Steeno Htee, 16, and Emily Giardina cut thread for a project.
Steeno Htee, 16, and Emily Giardina cut thread for a project.

“Honestly, I think [working in New York] prepared me [for teaching] because New York and fashion both force you to think really quickly, always be on your toes and improvise,” Emily says. “What I’ve learned with teaching is that you really need those improvisational skills because things don’t always go the way you planned. In that sense, living in New York forced me to plan my day with more thought and structure, and I bring that into the classroom,” Emily adds.

In her four sections of Fashion I, Emily teaches students of all grades a basic overview of fashion design including vocabulary and the different moving parts of the design process. “Right now, I’m having them primarily work in their sketchbooks and create moodboards,” Emily says. “Then we’ll move into sketching and sewing.” It’s the luck of the draw for students who want to join her one second-level course, where Emily says they can easily jump into the design process with a more sophisticated idea of fashion and do project-based work.

“With Ms. G, we always have a project going [on] that you’re always super excited about because she tweaks the prompts based on your interests,” Carrboro High School junior Lois Stevens says. “I have been sewing since I was 10 and am trying to go to college for fashion design. Having a teacher like Ms. G has made me even more excited to pursue my dreams, and Ms. G has made me more confident that I can actually achieve them.”

Emily teaches several students from her Fashion I class how to start a fashion project.
Emily teaches several students from her Fashion I class how to start a fashion project.

Emily also serves as an advisor for a social-emotional learning class Real Talk and mentors third-year advanced studies fashion design students. And she is working toward her master’s degree in teaching at Meredith College in Raleigh. Balancing lesson planning and graduate school can be exhausting at times, but she says her experience as a designer has prepared her for a fast-paced lifestyle.

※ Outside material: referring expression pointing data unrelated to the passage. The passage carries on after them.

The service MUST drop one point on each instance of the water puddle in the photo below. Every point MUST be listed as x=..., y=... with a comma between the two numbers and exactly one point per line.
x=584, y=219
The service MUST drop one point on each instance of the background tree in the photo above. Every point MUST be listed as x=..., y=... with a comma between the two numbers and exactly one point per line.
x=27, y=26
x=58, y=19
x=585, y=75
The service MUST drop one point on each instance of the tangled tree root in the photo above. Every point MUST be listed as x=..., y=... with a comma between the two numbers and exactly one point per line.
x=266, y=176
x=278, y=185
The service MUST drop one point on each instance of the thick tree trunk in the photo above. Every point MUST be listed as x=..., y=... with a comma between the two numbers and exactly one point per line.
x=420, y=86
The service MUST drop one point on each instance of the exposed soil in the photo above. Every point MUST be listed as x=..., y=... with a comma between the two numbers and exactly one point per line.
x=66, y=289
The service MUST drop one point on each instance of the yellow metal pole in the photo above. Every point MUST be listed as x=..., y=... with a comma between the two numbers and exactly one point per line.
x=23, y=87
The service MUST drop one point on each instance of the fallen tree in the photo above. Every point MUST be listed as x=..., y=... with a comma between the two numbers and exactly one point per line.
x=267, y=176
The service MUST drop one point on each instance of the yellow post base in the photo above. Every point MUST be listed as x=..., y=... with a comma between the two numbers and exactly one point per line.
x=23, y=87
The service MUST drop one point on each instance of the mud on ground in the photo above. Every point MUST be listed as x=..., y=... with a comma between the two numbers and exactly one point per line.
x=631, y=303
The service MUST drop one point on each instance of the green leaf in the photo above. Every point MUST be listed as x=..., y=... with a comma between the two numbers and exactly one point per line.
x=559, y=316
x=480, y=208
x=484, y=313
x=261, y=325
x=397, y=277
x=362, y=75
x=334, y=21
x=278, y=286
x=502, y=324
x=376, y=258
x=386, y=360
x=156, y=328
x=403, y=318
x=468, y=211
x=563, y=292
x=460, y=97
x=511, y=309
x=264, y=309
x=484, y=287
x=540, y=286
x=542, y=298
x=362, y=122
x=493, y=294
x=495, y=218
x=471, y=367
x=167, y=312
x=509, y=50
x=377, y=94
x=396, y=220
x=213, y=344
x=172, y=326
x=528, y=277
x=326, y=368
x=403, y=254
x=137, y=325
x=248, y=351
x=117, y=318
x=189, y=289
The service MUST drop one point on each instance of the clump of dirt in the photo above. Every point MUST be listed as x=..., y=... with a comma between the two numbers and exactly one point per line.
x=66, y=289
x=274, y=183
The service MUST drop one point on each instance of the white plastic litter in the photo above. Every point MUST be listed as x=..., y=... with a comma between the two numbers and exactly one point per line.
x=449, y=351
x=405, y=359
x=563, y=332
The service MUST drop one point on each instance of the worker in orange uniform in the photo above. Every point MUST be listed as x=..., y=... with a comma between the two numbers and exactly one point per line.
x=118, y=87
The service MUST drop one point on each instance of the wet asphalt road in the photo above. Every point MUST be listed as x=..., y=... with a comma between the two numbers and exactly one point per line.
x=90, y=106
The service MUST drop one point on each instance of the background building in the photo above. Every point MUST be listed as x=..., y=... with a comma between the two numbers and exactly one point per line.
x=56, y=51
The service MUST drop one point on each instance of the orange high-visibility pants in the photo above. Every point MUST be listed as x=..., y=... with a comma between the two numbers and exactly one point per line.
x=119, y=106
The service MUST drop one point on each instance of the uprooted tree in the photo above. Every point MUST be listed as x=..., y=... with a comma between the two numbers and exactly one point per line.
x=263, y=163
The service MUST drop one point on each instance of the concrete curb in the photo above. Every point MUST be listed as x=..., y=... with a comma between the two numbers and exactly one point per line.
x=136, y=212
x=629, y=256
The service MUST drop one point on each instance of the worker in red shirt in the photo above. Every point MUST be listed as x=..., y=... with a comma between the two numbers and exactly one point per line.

“I’m usually the first person in the [school] parking lot,” Emily says. “I just have to get here really early to prep all the materials, especially when we’re sewing and doing anything more hands-on.” The dedication earned her Chapel Hill-Carrboro City Schools’ Promising New Teacher Award in 2022. Emily says she’s thankful former Carrboro High School assistant principal Lucas Paulsen took a chance on her without having a teaching-specific background upon hire.

“I want all of my students to feel seen in my class,” she says. “I think high school students especially can hide and be really quiet and go unnoticed, so I think my class gives them an opportunity to express themselves creatively and become more confident.”